Elderson (ECB): Climate risks are part of banking supervision, not politics — interview on ESG, Basel IV and shadow banking
The interview is factual and institutionally balanced — Elderson acknowledges progress in the banking sector while flagging persistent risks (shadow banking, Basel IV, climate gaps). The overall tone is constructively cautionary.
- 01ECB Executive Board member Elderson defends integrating climate risks into banking supervision as a legal obligation, not a political choice — climate factors directly affect price stability (2022 Rhine drought added 0.7 pp to food inflation).
- 02Of the 112 banks directly supervised by the ECB, all but two had adequately mapped climate and nature risks by end-2024 — a major improvement from 2019, when only 25% had begun to address this seriously.
- 03Elderson declined to commit to dual interest rates (preferential financing for green projects) but did not rule out structural expansion of instruments as part of the ECB's operational framework review.

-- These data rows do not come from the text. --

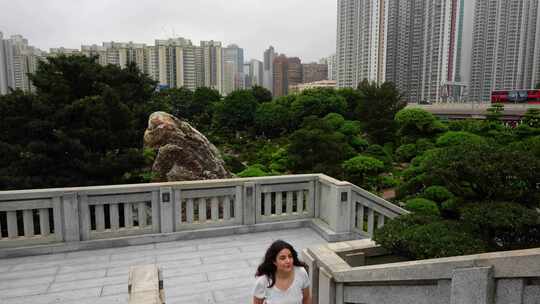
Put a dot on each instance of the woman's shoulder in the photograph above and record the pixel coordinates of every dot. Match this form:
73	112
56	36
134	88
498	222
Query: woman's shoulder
262	280
300	270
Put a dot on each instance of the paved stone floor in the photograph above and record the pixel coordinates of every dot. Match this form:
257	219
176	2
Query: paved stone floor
214	270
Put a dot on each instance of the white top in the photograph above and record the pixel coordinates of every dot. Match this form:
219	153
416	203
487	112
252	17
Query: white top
274	295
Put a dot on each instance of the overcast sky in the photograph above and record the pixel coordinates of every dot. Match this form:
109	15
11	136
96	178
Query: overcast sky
303	28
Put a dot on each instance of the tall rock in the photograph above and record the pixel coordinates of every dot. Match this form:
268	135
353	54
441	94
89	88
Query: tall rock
184	154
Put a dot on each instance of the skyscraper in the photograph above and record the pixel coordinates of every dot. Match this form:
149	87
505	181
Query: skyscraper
255	72
17	60
332	66
177	63
268	69
424	46
312	72
361	43
294	71
212	64
3	67
505	49
233	68
281	75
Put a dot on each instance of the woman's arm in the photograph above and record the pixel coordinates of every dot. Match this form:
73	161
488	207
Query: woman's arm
258	301
306	296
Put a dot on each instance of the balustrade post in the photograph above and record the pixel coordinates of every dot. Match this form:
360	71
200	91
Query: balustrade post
344	210
70	208
166	210
249	200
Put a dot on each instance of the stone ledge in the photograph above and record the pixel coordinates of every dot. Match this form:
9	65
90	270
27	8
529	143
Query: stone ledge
324	232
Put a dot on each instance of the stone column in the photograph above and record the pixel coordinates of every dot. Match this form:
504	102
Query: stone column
473	286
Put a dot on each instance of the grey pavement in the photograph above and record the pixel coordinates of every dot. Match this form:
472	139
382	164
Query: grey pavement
216	270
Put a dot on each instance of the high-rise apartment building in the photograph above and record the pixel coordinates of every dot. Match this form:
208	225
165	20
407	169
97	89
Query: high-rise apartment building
312	72
331	63
17	60
424	47
61	51
3	67
177	63
505	47
280	80
233	68
361	44
268	72
212	64
287	72
255	73
294	71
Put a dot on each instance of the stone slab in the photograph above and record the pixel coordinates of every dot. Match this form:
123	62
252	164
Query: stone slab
472	286
210	271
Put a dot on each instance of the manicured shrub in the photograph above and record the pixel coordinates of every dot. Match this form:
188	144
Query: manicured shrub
424	237
406	153
422	206
437	194
453	138
503	225
256	170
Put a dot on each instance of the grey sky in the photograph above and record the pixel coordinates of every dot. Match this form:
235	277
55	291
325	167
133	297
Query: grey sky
303	28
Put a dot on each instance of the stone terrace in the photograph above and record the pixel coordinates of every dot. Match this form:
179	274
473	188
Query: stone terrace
211	270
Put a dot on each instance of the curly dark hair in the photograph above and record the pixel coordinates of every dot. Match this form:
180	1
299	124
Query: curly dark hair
268	268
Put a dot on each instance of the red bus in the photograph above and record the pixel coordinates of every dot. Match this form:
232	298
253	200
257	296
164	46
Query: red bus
516	96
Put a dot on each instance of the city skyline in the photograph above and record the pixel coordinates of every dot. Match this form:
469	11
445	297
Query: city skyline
251	24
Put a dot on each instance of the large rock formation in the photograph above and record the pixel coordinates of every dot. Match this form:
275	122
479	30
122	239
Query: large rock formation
183	152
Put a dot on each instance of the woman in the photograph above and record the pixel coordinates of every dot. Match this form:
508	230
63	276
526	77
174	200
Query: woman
281	278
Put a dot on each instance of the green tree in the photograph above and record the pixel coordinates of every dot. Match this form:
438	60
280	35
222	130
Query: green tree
317	147
377	107
485	172
352	97
503	225
83	126
236	112
423	237
272	119
452	138
422	206
202	111
416	123
261	94
317	102
495	113
532	118
363	170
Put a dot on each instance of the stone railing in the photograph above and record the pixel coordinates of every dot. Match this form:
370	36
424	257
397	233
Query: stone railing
490	278
97	217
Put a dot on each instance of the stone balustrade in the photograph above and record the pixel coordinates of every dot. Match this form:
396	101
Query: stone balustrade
490	278
57	220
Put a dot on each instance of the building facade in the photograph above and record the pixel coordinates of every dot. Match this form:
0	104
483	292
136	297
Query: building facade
212	64
280	79
329	84
233	69
424	47
361	43
294	71
312	72
268	68
331	63
255	73
17	60
505	48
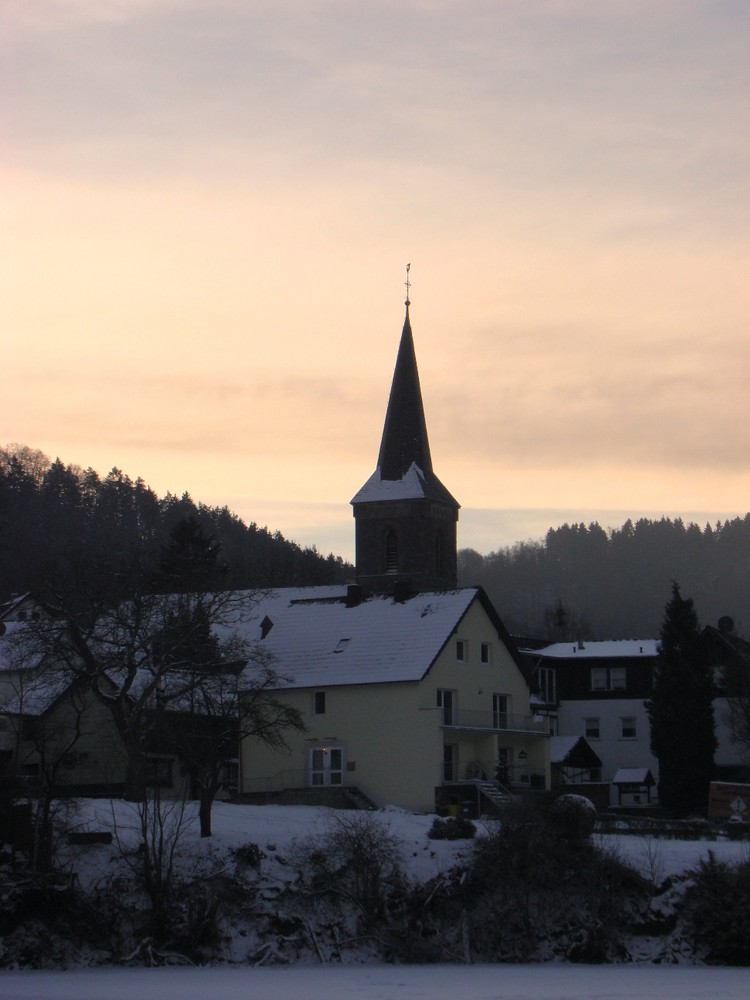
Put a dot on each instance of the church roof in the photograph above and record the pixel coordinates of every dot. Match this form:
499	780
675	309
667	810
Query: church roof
404	469
317	641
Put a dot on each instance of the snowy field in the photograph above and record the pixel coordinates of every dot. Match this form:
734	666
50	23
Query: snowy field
275	829
382	982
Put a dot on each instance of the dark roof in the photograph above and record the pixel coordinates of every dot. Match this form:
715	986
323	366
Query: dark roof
404	443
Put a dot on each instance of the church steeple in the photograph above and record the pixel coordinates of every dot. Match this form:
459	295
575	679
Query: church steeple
405	430
405	517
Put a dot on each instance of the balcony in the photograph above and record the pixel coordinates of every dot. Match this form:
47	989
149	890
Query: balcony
492	722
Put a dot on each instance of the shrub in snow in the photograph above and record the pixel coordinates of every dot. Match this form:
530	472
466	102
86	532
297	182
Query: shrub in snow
357	859
535	892
574	816
717	910
452	828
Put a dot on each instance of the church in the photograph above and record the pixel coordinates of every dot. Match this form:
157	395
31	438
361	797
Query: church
411	690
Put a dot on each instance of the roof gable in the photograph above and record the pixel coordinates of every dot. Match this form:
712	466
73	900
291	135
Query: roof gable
320	641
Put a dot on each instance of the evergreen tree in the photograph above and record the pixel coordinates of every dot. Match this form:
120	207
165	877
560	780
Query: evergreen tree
681	711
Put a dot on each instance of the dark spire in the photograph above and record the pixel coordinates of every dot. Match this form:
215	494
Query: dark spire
405	431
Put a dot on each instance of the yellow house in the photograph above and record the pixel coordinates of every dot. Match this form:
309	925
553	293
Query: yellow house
410	688
417	702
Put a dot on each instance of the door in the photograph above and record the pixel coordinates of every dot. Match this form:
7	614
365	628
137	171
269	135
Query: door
326	766
450	761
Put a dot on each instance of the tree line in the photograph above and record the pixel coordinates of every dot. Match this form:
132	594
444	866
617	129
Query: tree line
67	532
582	582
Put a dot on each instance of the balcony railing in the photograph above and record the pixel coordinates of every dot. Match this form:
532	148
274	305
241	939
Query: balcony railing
493	721
514	777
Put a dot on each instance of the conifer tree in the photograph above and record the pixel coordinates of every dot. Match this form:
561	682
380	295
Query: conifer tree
681	711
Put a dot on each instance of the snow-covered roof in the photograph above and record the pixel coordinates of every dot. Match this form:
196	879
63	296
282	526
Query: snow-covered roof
604	649
16	651
322	641
33	694
633	776
410	487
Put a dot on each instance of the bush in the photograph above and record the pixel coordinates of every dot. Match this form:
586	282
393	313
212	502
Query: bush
357	859
537	892
453	828
574	816
249	855
717	910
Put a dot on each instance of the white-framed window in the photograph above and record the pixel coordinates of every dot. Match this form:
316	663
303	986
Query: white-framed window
591	728
628	729
500	708
326	765
599	679
546	682
446	700
450	762
609	679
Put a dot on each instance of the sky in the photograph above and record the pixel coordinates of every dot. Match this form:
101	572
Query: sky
207	208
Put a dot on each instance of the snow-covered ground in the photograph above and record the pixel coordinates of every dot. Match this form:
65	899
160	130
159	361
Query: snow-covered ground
275	829
383	982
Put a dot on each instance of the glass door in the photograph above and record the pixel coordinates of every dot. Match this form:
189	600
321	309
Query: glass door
326	766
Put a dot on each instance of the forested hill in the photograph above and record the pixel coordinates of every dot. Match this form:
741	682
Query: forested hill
585	582
65	531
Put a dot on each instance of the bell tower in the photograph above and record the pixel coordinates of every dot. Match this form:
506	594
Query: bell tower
405	519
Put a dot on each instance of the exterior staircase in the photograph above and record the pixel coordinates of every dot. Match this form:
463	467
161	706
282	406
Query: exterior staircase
494	793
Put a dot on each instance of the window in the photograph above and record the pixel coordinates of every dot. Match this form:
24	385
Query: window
608	679
546	682
446	701
598	678
617	678
500	703
326	766
391	552
230	775
591	729
450	762
627	728
439	551
159	772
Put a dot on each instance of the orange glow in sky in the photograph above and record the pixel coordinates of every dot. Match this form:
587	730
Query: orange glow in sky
207	208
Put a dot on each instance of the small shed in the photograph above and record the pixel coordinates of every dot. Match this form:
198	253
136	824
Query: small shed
633	786
573	760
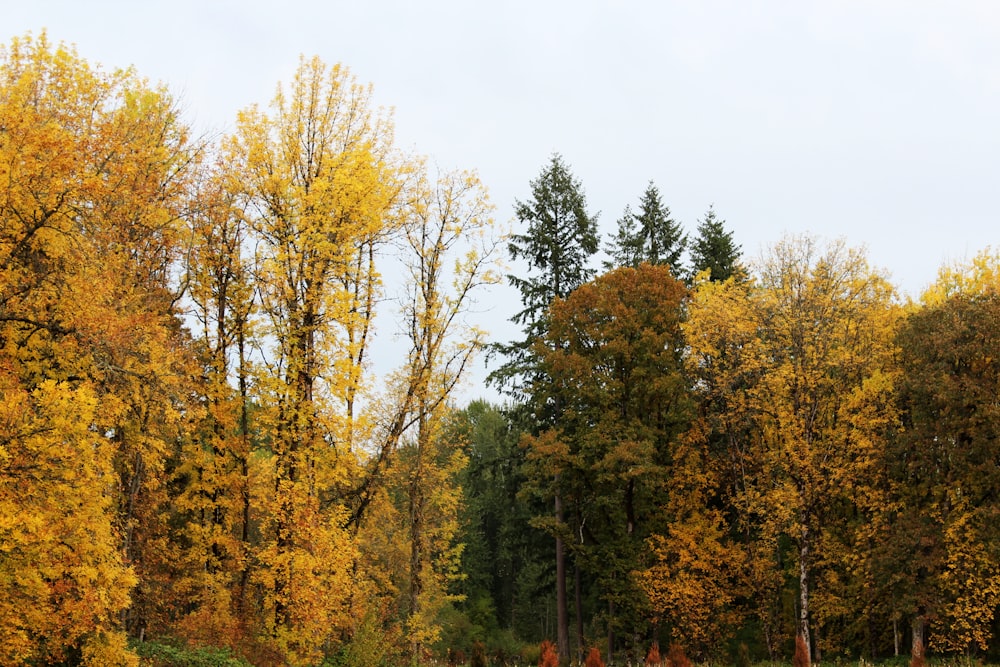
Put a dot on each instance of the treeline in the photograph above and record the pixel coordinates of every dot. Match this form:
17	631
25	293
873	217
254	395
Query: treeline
737	457
195	449
193	443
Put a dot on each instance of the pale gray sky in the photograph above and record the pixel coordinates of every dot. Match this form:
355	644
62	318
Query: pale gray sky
876	121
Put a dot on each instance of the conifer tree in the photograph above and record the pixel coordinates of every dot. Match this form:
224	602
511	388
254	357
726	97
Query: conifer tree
559	241
650	235
714	249
557	245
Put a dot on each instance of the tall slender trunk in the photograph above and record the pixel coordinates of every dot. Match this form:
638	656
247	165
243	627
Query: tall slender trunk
578	608
804	588
918	645
562	620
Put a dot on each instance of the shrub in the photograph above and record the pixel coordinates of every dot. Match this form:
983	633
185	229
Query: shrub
167	655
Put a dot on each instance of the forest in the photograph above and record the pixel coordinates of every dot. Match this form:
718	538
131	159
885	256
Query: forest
204	459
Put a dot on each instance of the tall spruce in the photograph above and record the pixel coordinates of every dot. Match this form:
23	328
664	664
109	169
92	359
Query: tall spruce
650	235
559	239
557	245
714	249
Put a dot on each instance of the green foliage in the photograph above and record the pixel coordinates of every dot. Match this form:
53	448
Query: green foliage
714	250
557	245
649	236
164	653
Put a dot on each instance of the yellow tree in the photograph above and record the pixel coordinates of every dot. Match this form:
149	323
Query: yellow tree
95	168
942	565
797	359
213	476
321	183
450	258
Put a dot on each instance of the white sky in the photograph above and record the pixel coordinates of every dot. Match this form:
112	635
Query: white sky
875	121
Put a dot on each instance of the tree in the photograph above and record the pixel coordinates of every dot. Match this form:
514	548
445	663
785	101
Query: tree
801	360
213	478
320	182
650	235
943	473
452	254
96	170
714	250
560	239
612	358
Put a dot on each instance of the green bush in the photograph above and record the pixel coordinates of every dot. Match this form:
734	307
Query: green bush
166	654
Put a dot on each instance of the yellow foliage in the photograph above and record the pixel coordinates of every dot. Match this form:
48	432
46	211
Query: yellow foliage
981	275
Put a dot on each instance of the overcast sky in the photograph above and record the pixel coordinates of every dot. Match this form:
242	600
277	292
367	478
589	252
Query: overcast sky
878	122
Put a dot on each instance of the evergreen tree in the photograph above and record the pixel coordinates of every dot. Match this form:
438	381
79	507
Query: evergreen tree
559	240
714	249
650	235
557	245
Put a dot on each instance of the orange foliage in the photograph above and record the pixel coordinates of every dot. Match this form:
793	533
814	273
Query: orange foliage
549	656
653	658
801	657
594	658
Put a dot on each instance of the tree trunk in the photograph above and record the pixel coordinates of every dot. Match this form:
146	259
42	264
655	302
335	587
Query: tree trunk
562	622
918	645
578	607
804	589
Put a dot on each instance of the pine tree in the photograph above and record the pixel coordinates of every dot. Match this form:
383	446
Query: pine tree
715	250
650	235
557	245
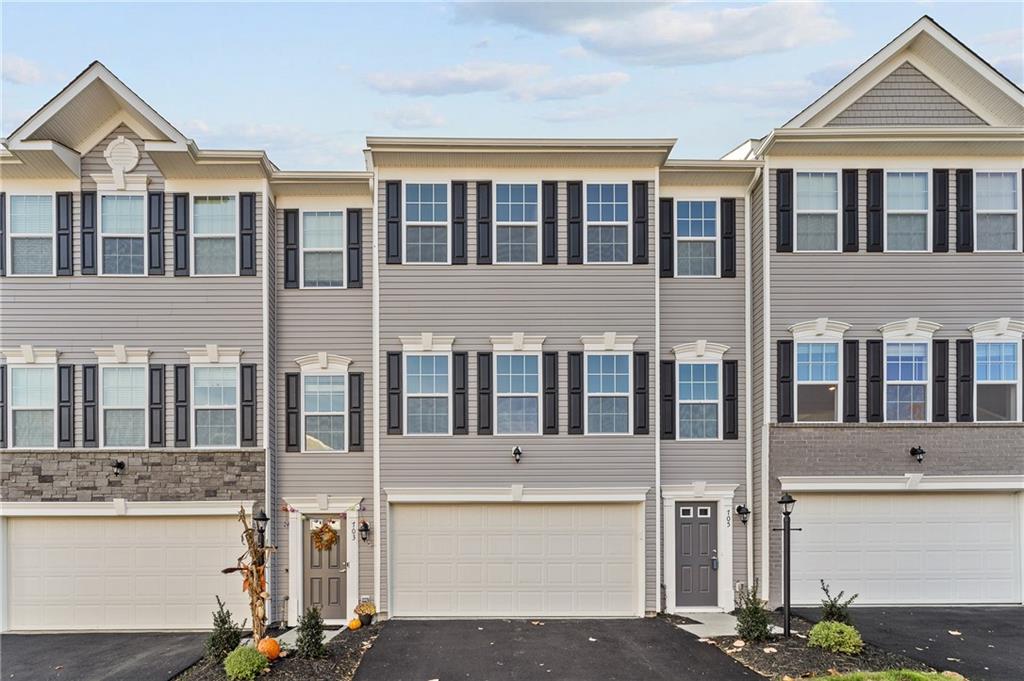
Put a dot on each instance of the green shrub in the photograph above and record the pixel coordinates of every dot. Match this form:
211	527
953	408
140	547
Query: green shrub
834	608
753	620
835	637
310	640
245	664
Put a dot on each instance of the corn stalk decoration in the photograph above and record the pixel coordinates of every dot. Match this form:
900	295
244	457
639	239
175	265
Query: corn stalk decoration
252	564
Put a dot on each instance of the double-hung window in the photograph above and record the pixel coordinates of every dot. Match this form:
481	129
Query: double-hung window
516	223
32	225
215	229
607	393
323	249
122	233
215	406
607	231
696	239
907	211
123	402
518	394
817	211
33	406
428	394
426	223
996	211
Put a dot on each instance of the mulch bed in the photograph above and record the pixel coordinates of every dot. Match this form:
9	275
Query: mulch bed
343	656
793	657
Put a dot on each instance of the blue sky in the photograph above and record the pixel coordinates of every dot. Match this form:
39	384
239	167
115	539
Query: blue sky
308	82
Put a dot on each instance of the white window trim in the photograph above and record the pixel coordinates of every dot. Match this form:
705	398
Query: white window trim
144	236
523	223
52	235
587	223
797	212
406	222
977	211
303	250
927	212
193	237
677	240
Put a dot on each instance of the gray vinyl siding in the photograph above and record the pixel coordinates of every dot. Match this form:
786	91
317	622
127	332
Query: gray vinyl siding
905	96
561	302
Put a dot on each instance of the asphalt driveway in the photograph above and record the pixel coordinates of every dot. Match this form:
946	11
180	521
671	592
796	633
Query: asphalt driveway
113	656
651	649
987	648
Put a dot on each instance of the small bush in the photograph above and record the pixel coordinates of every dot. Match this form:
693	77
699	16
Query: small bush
753	620
835	637
310	640
245	664
225	635
834	608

- 04Basel IV and international capital requirements are under pressure — the ECB warns against a 'race to the bottom' and stresses the need to complete the banking union, capital markets union and EU Single Market.
- 05The non-bank financial sector (shadow banking) is growing rapidly while supervision lags — the ECB is working internationally to close information gaps and regulatory loopholes.
Portfolios with exposure to European bank equities or mortgage products are a relevant topic for regulatory risk discussions given the ECB's tightening climate supervision stance; shadow banking dynamics and Basel IV pressure are medium-term factors to monitor in bond and credit allocations.
The ECB's stringent climate supervision affects Czech banks operating in the eurozone or under direct ECB oversight; pressure to map climate risks in mortgage lending for flood-prone areas is relevant to the Czech mortgage market. Any introduction of dual rates or expanded collateral rules would affect funding costs for Czech banks and their clients.